Anyway you slice it it was already in Abraham's mind that sacrifice would be possibly necessary to insure the future. Do we not even in this day see "sacrifice" as necessary for great gain? Else why do we so casually insist that "freedom isn't free" with the implication that someone must die for us that we may be free?
God capitalizes on the bent toward sacrifice. This brings to the fore other notions that eventually supersede that of human sacrifice: the sneaking notion that God will provide some other way of dealing with this, the foggy hope that God is powerful enough and will raise the dead, the loving relationship between father and son implied in Abraham's attentiveness to Isaac equal to that of his attentiveness to God, which attentiveness makes him ready to hear the reprieve even with an uplifted knife-brandishing hand.
God is invested in the outcome also.

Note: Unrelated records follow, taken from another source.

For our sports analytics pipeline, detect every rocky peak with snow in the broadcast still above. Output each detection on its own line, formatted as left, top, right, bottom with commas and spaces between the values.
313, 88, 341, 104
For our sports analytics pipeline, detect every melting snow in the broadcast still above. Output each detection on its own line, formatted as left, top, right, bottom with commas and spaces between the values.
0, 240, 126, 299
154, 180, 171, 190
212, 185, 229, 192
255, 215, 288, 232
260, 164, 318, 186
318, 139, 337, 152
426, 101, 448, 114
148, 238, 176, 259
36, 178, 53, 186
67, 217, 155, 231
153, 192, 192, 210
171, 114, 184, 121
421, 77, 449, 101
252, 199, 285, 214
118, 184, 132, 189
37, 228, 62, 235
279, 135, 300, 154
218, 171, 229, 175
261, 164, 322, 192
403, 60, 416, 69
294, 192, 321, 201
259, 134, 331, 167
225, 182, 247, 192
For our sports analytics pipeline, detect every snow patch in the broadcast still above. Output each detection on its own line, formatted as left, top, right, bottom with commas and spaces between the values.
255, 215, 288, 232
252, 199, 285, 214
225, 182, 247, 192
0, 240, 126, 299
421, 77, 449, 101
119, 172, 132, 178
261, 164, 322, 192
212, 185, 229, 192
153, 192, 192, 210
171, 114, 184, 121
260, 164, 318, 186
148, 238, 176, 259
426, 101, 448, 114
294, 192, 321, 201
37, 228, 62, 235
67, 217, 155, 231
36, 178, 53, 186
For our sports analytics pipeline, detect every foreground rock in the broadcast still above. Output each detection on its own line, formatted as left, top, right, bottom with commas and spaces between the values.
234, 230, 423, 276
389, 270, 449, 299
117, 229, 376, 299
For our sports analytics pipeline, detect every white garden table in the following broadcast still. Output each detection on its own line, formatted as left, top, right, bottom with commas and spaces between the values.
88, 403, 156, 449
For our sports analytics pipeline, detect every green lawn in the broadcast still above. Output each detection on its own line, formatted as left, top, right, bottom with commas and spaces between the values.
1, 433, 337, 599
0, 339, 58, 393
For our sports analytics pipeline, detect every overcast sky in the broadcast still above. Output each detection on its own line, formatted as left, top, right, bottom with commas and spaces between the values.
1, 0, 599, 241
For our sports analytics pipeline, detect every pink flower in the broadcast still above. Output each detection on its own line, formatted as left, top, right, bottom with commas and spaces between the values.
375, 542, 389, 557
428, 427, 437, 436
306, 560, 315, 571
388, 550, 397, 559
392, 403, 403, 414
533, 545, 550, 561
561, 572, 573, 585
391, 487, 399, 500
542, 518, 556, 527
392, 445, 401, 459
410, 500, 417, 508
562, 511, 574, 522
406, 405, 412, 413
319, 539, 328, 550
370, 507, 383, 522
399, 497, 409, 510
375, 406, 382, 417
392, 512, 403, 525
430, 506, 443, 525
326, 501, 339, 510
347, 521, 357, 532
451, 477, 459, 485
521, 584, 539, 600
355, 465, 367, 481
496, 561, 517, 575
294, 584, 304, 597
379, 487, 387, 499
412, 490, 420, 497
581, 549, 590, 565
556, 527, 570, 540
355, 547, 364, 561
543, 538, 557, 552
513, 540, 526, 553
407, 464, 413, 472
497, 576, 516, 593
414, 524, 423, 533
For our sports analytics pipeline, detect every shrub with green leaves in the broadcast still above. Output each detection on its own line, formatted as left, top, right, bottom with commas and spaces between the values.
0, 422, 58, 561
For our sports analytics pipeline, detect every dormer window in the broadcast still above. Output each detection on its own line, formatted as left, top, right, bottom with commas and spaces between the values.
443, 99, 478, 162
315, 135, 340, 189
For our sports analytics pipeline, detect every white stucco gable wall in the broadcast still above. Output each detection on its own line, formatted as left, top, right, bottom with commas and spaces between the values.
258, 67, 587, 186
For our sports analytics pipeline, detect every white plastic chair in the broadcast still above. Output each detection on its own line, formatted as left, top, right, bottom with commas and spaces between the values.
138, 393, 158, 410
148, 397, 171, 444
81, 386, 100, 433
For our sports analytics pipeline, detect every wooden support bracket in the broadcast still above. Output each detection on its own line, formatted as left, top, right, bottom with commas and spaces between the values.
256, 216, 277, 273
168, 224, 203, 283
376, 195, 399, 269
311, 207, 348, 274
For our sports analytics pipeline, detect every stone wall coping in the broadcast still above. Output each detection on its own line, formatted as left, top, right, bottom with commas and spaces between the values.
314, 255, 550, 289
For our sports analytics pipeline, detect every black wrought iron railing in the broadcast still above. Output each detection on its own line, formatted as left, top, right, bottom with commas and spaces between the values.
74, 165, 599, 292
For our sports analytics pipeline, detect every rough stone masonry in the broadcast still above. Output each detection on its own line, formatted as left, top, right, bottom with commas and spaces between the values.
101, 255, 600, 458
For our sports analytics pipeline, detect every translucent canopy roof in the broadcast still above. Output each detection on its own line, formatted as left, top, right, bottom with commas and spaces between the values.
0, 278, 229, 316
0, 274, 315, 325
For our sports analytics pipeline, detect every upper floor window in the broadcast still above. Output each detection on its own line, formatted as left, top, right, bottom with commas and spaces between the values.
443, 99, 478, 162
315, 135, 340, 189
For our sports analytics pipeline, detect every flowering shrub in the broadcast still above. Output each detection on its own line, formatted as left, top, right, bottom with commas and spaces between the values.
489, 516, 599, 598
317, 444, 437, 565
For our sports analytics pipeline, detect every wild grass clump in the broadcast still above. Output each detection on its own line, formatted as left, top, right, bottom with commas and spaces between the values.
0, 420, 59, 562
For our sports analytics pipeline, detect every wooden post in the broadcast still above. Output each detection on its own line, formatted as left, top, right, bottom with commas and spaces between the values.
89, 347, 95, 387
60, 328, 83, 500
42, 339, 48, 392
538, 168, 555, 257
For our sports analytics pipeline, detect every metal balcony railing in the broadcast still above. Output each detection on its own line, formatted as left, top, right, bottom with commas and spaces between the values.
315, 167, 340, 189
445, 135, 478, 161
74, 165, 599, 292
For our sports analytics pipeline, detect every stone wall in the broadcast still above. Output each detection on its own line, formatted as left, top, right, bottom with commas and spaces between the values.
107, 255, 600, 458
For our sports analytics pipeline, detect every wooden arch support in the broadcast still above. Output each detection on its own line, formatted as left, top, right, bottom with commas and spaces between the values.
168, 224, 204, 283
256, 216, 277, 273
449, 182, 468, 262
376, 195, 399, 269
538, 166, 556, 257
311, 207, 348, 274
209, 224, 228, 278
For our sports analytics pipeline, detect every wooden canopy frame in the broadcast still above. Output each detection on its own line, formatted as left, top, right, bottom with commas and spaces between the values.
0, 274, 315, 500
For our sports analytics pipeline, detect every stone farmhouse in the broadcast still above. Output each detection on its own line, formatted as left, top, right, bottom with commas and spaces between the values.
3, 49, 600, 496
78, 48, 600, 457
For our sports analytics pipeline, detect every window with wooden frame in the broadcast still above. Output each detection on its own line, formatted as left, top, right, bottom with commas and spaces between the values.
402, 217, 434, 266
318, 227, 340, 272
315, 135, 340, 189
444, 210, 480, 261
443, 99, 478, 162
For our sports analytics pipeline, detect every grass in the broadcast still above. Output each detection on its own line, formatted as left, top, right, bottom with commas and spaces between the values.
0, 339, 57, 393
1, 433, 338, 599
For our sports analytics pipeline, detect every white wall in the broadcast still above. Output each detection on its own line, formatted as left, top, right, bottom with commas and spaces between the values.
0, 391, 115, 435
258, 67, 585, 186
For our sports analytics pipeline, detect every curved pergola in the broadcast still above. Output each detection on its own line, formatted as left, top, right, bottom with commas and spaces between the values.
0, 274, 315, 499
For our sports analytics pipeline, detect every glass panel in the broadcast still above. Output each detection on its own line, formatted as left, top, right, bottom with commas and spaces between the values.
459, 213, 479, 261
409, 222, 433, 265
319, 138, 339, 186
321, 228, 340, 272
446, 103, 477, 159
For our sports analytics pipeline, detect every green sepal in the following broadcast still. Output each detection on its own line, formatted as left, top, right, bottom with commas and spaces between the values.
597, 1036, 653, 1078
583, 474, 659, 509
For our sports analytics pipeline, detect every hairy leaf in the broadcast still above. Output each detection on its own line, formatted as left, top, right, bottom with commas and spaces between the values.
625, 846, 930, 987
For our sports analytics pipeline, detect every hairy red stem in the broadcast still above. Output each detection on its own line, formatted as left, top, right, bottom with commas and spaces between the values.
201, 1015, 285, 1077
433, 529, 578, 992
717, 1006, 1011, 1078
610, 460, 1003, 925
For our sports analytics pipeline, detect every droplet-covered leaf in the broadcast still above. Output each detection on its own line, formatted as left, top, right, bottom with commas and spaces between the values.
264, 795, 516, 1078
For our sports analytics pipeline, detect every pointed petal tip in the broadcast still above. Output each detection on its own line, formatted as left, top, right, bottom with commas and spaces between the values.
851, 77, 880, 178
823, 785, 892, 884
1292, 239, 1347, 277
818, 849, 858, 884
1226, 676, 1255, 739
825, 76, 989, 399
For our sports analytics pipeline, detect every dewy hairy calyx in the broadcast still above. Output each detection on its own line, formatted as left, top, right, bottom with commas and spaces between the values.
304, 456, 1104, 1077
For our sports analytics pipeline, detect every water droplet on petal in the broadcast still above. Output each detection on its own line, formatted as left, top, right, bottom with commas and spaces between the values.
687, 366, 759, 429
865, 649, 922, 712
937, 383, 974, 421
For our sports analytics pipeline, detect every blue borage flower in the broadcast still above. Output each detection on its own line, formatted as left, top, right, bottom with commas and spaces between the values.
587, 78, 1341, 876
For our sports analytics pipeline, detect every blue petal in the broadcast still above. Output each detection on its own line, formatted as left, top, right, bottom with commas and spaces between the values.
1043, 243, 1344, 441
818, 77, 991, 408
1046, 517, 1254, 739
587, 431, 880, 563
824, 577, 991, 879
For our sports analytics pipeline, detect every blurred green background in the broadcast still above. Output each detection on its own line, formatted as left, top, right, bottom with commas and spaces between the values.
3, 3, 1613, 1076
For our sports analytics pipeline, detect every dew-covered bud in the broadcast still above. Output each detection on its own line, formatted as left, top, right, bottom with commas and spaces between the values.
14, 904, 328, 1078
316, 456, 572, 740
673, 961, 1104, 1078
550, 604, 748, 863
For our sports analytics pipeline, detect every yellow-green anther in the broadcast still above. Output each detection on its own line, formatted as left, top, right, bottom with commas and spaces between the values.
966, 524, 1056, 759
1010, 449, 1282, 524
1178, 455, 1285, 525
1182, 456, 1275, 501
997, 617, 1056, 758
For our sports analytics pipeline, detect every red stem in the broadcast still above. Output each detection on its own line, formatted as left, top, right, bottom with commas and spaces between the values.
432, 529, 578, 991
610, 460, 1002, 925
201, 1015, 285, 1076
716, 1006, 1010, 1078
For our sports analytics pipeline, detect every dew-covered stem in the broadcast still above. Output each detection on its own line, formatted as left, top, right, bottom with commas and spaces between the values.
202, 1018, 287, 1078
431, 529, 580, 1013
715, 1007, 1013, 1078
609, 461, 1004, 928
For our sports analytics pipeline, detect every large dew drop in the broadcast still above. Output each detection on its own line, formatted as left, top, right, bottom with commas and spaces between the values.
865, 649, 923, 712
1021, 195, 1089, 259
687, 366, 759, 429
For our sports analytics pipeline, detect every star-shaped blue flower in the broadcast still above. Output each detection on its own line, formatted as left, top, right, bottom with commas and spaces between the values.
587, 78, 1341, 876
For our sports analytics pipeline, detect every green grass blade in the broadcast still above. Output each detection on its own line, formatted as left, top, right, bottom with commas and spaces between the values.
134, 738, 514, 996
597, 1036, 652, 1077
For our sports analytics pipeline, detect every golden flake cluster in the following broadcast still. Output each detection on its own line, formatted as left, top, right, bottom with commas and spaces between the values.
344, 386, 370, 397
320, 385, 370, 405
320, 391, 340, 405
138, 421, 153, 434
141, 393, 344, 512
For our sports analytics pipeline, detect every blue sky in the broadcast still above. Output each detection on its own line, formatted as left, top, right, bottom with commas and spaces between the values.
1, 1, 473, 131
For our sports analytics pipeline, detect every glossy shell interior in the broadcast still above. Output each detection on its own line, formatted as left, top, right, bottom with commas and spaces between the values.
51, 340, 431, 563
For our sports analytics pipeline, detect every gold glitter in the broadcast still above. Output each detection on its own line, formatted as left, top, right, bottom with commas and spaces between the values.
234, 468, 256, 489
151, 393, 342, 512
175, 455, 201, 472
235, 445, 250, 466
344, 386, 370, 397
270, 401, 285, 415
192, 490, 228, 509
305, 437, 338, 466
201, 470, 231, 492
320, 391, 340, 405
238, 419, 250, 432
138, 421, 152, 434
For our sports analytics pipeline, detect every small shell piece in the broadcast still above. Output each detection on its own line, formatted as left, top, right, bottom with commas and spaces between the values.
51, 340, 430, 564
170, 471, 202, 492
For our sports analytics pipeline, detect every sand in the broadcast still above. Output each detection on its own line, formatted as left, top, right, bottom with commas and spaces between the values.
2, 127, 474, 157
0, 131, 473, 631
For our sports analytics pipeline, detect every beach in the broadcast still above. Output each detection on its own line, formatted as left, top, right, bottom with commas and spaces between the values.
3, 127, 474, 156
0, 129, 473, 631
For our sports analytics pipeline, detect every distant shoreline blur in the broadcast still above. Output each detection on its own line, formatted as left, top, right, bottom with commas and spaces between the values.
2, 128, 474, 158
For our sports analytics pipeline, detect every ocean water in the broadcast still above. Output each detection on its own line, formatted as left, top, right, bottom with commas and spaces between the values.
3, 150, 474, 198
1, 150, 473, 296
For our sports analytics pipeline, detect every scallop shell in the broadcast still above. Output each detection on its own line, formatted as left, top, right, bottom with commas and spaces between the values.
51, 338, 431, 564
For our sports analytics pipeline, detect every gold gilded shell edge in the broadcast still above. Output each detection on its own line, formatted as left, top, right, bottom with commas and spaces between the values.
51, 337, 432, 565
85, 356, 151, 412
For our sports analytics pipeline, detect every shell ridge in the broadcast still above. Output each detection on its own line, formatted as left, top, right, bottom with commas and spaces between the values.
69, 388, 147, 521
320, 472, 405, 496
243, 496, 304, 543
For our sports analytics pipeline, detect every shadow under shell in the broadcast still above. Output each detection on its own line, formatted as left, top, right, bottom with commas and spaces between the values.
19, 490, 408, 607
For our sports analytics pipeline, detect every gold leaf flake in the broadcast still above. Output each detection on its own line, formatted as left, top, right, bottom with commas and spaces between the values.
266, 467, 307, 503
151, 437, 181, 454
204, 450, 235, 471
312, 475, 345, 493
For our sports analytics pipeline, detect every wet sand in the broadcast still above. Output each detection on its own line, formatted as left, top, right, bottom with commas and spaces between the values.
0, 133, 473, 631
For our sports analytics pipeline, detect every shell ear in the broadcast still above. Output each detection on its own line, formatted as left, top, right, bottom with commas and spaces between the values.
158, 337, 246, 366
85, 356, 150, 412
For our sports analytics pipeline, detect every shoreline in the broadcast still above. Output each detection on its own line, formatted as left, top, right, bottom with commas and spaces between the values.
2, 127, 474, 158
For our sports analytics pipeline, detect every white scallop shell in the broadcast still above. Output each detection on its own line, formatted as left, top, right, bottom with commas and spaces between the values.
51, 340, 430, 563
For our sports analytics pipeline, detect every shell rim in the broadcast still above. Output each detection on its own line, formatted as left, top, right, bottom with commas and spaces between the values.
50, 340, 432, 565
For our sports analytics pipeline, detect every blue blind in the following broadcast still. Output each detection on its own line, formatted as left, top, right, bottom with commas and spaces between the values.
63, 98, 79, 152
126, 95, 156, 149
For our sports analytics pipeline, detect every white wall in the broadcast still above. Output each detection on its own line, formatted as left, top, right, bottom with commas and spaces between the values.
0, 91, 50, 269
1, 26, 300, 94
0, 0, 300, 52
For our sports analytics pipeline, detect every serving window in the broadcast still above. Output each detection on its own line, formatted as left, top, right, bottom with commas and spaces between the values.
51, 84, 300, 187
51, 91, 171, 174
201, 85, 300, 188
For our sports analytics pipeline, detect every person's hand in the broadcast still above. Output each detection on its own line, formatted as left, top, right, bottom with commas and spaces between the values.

Has the Lord found a suitable companion upon which can be shouldered the promise of blessing to the world? If Abraham loses, God loses. Both may recover, but the delay would change the trajectory of blessing through time.
Perhaps Abraham, because of his upbringing, still wonders whether this God is one who demands appeasement after all. God answers that with a resounding, "Do not harm the child!"

Reply
Beth
6/26/2014 07:02:29 am

Thanks for reading Jim. Your thoughts are wonderfully counter cultural in that if the other cultures were used to sacrifice in this way, God draws the line in opposition to it. God is showing Godself different than what the culture thought at the time.

Reply
Jim
6/26/2014 08:11:54 am

Thanks. I think it is counter-cultural for us, too. It says our sacrifices are not necessary to procure a future with God. God initiates the promise and goes all in to fulfill it. If this has any implications for the cross of Jesus it is not in the sacrifice of human beings. Remember God spared Isaac.
But when God says, "I have sworn by myself" we get a glimpse of God entering in our affairs with the divine self, not exempting self from the insults and aggression wreaked on humanity by those who are not attentive as Abraham, who plunge in the knife without pause. Nor does God retaliate, but turns even human evil on its head and offers forgiveness and power to live into the promise God made Abraham. It is not violence from God that atones us, but with God receiving human violence, human violence itself discovered its futility, just as Abraham's belief system did. God in both cases actively challenged human violent methodology.

Beth
6/27/2014 03:11:06 am

Yes! I'm thinking of the book non-violent atonement. This passage in provides a great opportunity to teach violent atonement as something that God didn't want/ didn't need. I think bringing in the cross and the theology of sacrifice at a time other than Holy Week would be a great gift to your congregation!